5. Pour contester la méthode utilisée par l'administration, la SARL Ciska soutient, en premier lieu, que le stock final retenu au titre de l'exercice 2011 est inférieur à la réalité, au motif que l'inventaire a été établi non pas le 31 décembre 2011 mais le 29 janvier 2012, omettant de prendre en compte les ventes de marchandises intervenues entre le 1er janvier et le 29 janvier 2012 pour un montant de 16 729 euros. Il résulte cependant de l'instruction que le service vérificateur a retenu, au titre du stock en litige, la valeur du stock résultant de l'inventaire au 31 décembre 2011 tel que communiqué directement par la société lors des opérations de contrôle, avec le concours de l'expert-comptable de la société, sans qu'il ne soit établi que ce dernier ait mentionné utilement une erreur dans la comptabilisation du stock.

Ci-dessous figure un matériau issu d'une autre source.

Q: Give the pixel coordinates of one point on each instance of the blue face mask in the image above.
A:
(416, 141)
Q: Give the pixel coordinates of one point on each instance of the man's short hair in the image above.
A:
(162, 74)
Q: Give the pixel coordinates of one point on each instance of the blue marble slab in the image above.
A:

En outre, en excipant de ventes en janvier 2012 pour un montant de 16 729 euros qui proviendraient du stock 2011, la société requérante procède par voie d'affirmation, sans présenter d'éléments probants, notamment des factures d'achat permettant d'établir que lesdites transactions proviennent effectivement d'achats effectués en 2011. A cet égard, le fichier intitulé " ventes postérieures au 31 décembre 2011 " communiqué par la société dans ses dernières écritures, extrait des grands livres des comptes généraux du 1er janvier 2012 au 31 décembre 2012, ne permet pas d'établir l'origine précise des ventes intervenues et par là-même l'existence, dans son principe et dans son montant, d'un écart de stock dont l'administration aurait dû tenir compte au titre de la reconstitution des recettes. Par suite, le moyen tiré de ce que la comptabilisation du stock serait erronée doit être écarté.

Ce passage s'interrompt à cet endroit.